Although the invention is described by way of example of a preferred embodiment, it is obvious to a person skilled in the art that changes and modifications can be made to him without deviating from its essence and scope, which are determined by the attached claims. The removal of magnetic separation products can be carried out by gutters, pipes, pipes, ducts, estrus, etc., each of which represents a certain channel for independent movement of the material (by gravity or under the influence of gravity).

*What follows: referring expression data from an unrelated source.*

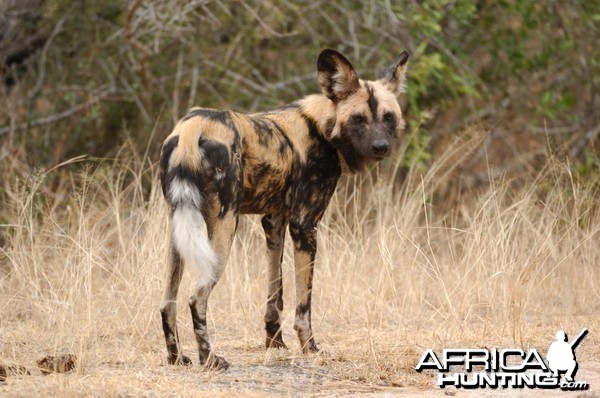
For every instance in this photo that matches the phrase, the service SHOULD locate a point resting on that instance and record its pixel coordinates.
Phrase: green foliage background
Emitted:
(113, 71)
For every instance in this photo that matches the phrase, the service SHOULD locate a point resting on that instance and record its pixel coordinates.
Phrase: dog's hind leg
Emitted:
(168, 309)
(221, 232)
(274, 226)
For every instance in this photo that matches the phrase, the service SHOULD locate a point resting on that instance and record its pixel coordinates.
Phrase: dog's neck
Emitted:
(321, 110)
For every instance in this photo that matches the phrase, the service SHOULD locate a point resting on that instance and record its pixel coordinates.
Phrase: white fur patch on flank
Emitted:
(190, 238)
(185, 192)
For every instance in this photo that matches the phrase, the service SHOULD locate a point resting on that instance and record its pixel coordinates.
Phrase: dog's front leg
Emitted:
(274, 226)
(305, 249)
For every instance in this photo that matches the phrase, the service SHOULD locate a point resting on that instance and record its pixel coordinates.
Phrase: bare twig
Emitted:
(56, 117)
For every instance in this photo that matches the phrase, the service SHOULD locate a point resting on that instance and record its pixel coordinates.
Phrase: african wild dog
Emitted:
(283, 163)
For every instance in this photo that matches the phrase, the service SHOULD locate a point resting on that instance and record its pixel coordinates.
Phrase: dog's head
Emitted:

They can be independent nodes or be part of other nodes, such as bathtubs, as subnodes.

Claims (5)

1. Roller magnetic separator for separating the source material into magnetic and non-magnetic fractions, containing a feeder for feeding the source material; a magnetic roller, which includes a magnetic system containing magnetic blocks of permanent magnets, and which is made to rotate around a horizontal axis; node collection of non-magnetic fraction; magnetic fraction collection unit; node removal of non-magnetic fraction; magnetic fraction removal unit, characterized in that the magnetic blocks have a tangentially directed magnetization vector and are arranged in a circle, and magnetic flux concentrators are placed between them, forming the poles of the magnetic system, so that a circular magnetic system with poles of alternating polarity is formed, and part of the system it is surrounded externally by a magnetically conducting screen, between which a cylindrical surface and the roller surface a gap is formed, passing through which the magnetic flux generated by the magnesium This system closes the field between the bipolar poles through the screen and forms local working zones near the surface of the concentrators, which are elongated along the generatrix of the roller and in which the particles of the magnetic fraction are extracted and retained. 2. The separator according to claim 1, characterized in that the magnetic blocks and concentrators are in the form of direct prisms, the cross section of which in the plane perpendicular to the axis of the roller has the shape of a trapezoid, and the magnetization vectors of the magnets adjacent from one side to one hub are parallel to the outer faces of the magnetic blocks facing the surface of the roller, and opposite in direction. 3. The separator according to claim 1, characterized in that the concentrators have at least one external radial protrusion. 4. The separator according to claim 1, characterized in that the magnetic blocks include high-energy permanent magnets with a specific magnetic energy of more than 200 kJ / m ³ . 5. The separator according to claim 1, characterized in that the node for collecting the magnetic fraction contains an induction puller of the magnetic fraction.